Event Lifecycle¶
The lifecycle of an event in SITCH begins in the Sensor, and ends with the user’s (or alert management system’s) consumption. We’ll follow the most frequent event, the GSM modem scan event.
Ingestion¶
The Sensor runs the gsm_modem_consumer() function as a thread in runner.py.
This thread produces events from the output of the GSM modem being in
engineering mode. gsm_modem_consumer() wraps the GsmModem class (found in
gsm_modem.py), takes the output from the __iter__() in GsmModem, and places it
into the scan_results_queue
FIFO buffer.
Decomposition¶
The decomposer() function in runner.py is also run in a thread, and as scan
results are placed into the scan_results_queue
FIFO, it pulls them out and
decomposes them into individual events, one for each cell. Copies of these
decomposed events (labeled gsm_modem_channel
) are placed into the
cgi_correlator_queue
, arfcn_correlator_queue
, and
message_write_queue
FIFO buffers.
Correlation¶
The cgi_correlator() and arfcn_correlator() functions are run in threads and
consume events from the cgi_correlator_queue
and arfcn_correlator_queue
FIFO buffers, respectively. The cgi_correlator() correlates the information
contained in the event with the feed information based on the OpenCellID
database, taking the geolocation of the sensor into account.

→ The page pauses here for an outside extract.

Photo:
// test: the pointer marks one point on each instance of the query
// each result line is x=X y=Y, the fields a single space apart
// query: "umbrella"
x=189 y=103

If any alarms are produced, they are placed in the message_write_queue
.
The arfcn_correlator() function compares the ARFCN in the event metadata with
information contained in the feed based on the FCC license database, taking
into account the geolocation of the sensor.
Transmission¶
The output() function is run in a thread and listens for events being placed
into the message_write_queue
FIFO. It takes the events it finds there and
writes them to disk, appending them to files by event type.
At this point, you have the original scan event, each decomposed channel event, and any alerts produced, logged on disk in specific files, based on event type.
These events are picked up from disk by filebeat, and transmitted to Logstash, which runs in the service side of SITCH.
Reception¶
Logstash splits the information between two data stores. The events themselves get sent to Elasticsearch, and you can query them with Kibana. Some of the measurement metadata is sent to influxDB, and can be viewed with Chronograf.
Events with type sitch_alert
are sent to Slack by Logstash.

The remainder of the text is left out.